Due to financial instability and steadily increasing fuel prices the aviation sector is forced to further minimize expenditures. This could be done by outsourcing some of the business processes – a practice often exercised in ground handling sector thus contributing towards the expansion of airports and airlines. The thorough analysis of main trends has lead Baltic Ground Services experts to arrive at the conclusion that eventually the aviation ground handling services providers will be impelled to choose between the following two business models: either to turn global by diversifying activities, including smaller airports due to the risks related to dissolving business; or remain as a company servicing a single larger market.
‘Although the steadily increasing air transportation flows naturally contribute to larger ground handling services providers’ profits, many companies wishing to enter or survive in this competitive market are faced with problems related to expansion, market demand for high quality services at extremely low prices, investment issues and prognosis of business perspectives in the nearest future.’, - commented the Head of Sales and Marketing Department of Baltic Ground Services Vitalis Dudys.

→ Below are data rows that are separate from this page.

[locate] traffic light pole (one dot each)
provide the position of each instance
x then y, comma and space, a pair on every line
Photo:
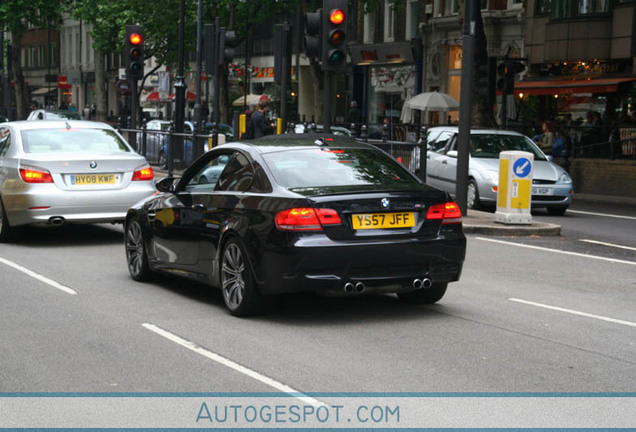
465, 107
326, 101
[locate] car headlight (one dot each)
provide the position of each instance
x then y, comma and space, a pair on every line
564, 178
493, 176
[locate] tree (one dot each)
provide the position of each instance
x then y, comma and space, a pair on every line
17, 17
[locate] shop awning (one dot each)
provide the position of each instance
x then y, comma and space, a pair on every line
554, 87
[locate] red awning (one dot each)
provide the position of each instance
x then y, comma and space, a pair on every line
600, 85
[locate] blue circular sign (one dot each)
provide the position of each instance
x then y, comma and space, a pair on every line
521, 168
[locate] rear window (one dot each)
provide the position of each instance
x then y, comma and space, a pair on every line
332, 167
489, 146
72, 140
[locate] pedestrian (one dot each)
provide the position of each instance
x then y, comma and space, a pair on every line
354, 113
259, 123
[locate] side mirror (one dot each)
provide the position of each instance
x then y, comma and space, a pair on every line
166, 184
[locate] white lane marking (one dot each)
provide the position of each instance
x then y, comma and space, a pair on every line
37, 276
233, 365
602, 214
573, 312
607, 244
612, 260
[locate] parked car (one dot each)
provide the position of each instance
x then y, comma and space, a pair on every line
53, 172
44, 114
551, 185
287, 213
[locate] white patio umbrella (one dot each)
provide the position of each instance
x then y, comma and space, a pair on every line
433, 101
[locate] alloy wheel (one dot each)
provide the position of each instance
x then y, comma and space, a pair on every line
233, 276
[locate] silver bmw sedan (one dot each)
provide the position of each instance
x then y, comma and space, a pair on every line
65, 171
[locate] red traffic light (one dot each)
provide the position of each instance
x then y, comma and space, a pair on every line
337, 16
135, 39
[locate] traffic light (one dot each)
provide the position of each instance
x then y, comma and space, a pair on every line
486, 80
227, 42
134, 54
506, 71
313, 33
334, 35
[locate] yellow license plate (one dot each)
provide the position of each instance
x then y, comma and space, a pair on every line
383, 220
85, 179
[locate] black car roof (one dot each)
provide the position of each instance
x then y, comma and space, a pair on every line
272, 143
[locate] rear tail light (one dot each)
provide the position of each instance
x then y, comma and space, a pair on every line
448, 213
306, 219
145, 173
33, 175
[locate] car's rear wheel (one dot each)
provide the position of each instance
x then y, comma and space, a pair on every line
425, 295
6, 231
472, 196
240, 293
136, 254
556, 211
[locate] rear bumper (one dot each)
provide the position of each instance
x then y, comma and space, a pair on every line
325, 267
42, 204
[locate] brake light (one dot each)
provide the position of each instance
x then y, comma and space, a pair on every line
448, 213
31, 175
306, 219
144, 174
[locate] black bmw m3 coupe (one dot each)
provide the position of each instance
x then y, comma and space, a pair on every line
293, 213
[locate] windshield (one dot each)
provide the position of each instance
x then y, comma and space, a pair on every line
343, 168
72, 140
489, 146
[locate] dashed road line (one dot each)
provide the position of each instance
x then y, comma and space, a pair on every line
233, 365
39, 277
602, 214
612, 260
607, 244
574, 312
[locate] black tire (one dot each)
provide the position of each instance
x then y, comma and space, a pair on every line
472, 196
136, 254
425, 295
240, 293
556, 211
6, 231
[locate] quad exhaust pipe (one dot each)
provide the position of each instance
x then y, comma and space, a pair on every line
425, 283
57, 220
350, 287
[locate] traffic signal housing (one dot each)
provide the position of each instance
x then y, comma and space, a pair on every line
506, 72
134, 55
334, 35
486, 80
313, 34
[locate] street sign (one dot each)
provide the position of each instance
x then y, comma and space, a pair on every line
515, 187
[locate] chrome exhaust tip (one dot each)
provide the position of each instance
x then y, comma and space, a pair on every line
57, 220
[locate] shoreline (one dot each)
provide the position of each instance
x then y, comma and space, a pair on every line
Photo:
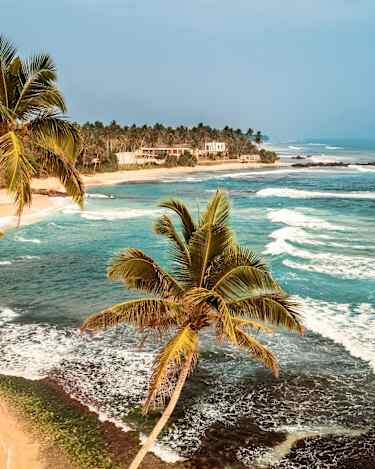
18, 450
55, 430
44, 205
64, 433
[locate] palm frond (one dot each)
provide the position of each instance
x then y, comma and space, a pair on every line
234, 256
208, 242
37, 88
141, 272
188, 225
56, 134
6, 114
217, 211
259, 326
17, 170
273, 308
180, 255
168, 362
202, 296
7, 51
257, 350
154, 313
7, 56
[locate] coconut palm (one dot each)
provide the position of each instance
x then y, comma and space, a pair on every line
215, 284
32, 127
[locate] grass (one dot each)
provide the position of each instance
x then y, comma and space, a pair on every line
77, 433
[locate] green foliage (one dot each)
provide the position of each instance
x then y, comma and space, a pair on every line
171, 161
76, 432
267, 156
187, 159
99, 141
214, 283
34, 136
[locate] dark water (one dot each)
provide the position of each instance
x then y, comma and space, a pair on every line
315, 228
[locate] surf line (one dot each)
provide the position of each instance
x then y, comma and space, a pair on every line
276, 454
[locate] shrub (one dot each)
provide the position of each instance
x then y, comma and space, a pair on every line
187, 159
267, 156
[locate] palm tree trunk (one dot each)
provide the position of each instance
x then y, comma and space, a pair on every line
165, 416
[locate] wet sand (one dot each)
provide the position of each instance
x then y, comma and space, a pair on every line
17, 449
42, 205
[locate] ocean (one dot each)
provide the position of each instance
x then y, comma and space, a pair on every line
316, 230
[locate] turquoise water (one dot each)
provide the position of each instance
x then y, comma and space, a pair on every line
316, 230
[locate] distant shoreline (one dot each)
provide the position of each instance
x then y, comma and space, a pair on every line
44, 205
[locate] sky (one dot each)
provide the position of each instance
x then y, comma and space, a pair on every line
296, 69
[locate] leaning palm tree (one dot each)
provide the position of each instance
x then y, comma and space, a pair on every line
215, 284
32, 126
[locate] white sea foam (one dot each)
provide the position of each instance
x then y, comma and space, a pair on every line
117, 214
334, 265
301, 194
28, 258
295, 217
162, 452
114, 214
286, 238
99, 196
363, 169
26, 240
352, 326
7, 314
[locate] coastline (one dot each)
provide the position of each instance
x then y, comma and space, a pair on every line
17, 449
43, 205
43, 427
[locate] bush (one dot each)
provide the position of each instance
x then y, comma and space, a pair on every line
171, 161
267, 156
187, 159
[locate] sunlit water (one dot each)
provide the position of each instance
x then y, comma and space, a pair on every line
316, 230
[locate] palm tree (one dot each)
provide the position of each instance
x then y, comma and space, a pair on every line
258, 137
32, 129
215, 284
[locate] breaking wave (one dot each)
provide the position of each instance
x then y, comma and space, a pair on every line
286, 238
301, 194
110, 215
363, 169
21, 239
100, 196
352, 326
7, 314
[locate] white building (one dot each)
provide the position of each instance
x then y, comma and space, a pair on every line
215, 147
250, 158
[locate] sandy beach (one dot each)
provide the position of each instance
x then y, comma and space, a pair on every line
17, 449
43, 205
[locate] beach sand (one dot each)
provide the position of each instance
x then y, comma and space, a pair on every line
17, 449
42, 205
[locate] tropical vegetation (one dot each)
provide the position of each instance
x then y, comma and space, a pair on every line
35, 138
215, 284
101, 142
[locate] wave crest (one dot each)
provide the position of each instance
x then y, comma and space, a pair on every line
302, 194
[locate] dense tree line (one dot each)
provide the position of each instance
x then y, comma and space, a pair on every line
101, 142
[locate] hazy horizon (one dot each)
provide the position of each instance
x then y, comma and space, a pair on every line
295, 70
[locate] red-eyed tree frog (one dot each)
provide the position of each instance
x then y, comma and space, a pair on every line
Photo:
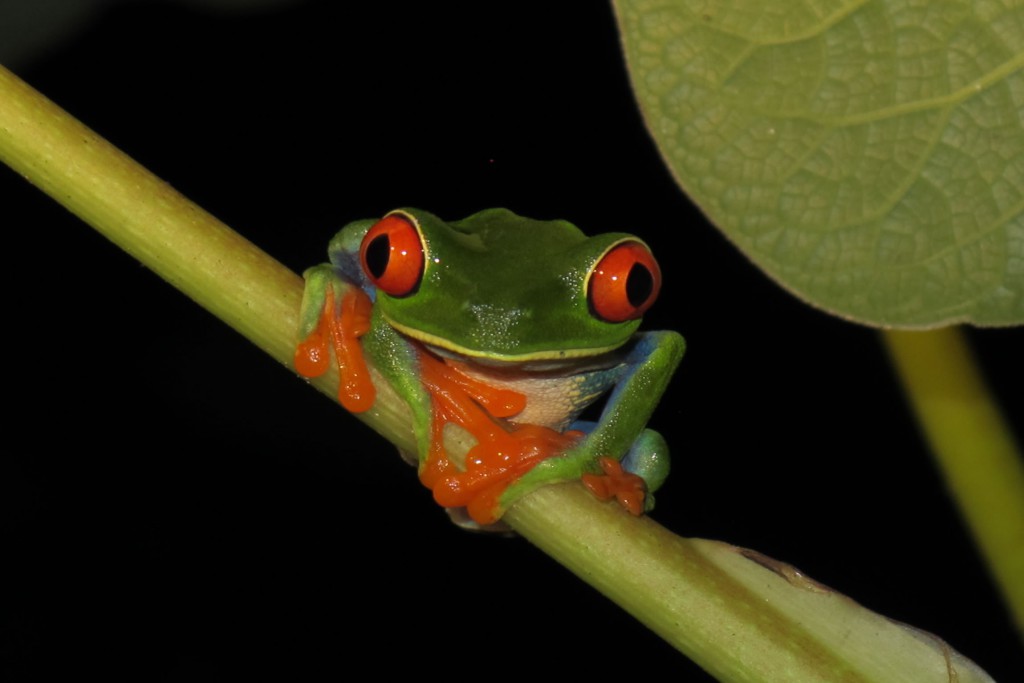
507, 328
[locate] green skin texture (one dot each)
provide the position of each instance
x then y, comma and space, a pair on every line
502, 290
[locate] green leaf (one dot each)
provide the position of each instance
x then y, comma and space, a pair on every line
868, 155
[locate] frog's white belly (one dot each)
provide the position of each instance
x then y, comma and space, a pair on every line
553, 398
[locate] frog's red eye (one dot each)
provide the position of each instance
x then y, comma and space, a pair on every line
392, 255
625, 283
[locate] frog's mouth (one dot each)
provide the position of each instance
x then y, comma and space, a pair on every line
537, 360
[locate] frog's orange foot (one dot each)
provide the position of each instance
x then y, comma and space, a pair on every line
492, 466
615, 482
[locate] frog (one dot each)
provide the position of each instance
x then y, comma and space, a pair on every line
508, 328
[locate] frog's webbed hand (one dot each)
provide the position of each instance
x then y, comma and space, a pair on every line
620, 433
333, 317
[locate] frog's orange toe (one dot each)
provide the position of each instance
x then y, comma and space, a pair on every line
615, 482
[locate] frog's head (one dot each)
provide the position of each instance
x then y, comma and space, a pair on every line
503, 288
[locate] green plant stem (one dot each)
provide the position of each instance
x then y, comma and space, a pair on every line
740, 615
973, 444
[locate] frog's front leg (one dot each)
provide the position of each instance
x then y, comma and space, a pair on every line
620, 434
335, 314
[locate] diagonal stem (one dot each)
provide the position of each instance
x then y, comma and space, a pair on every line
973, 444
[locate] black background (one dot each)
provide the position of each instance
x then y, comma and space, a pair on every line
176, 506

The current aviation market is dominated by companies operating according to three distinct business models allowing to identify aircraft ground handling services providers. There are companies that belong to airlines and serve airlines only, then there are airport companies and independant ground handling services providers. In the meantime, the ever changing aviation industry and increasing competitiveness may lead to the following sector growth tendencies: liberalisation (de-regulation), privatisation, commercialization and globalization.
‘The ground handling services sector will be highly affected by the globalization process. The service spectrum will significantly expand geographically and companies will be forced to increase their capabilities by adding new airports and services, even such that are not directly related to flights (security, terminal maintenance and cleaning, etc.)’, - noted V.Dudys.
Ground handling services providers will be also compelled to adapt to new generation airports’ requirements. For quite a while now airports have been adjusting and renewing their infrastructure to suit aircraft such as A380 and B787. These changes will call for additional input from ground handling companies too. Not only will they be pressured to adjust to the new model aircraft, varied infrastructure, different technical and personnel management but also very large investments. Higher effectiveness and productivity will positively effect the levels of quality in ground handling services.
Baltic Ground Services experts have pointed out that in 2001 airlines’ ground handling companies accounted for 59% of the entire ground handling services market while in 2003 the percentage dropped to 50%. Currently independent ground handling services providers already occupy more than 40% of the market and are expected to expand their dominance by employing the one stop shop principle.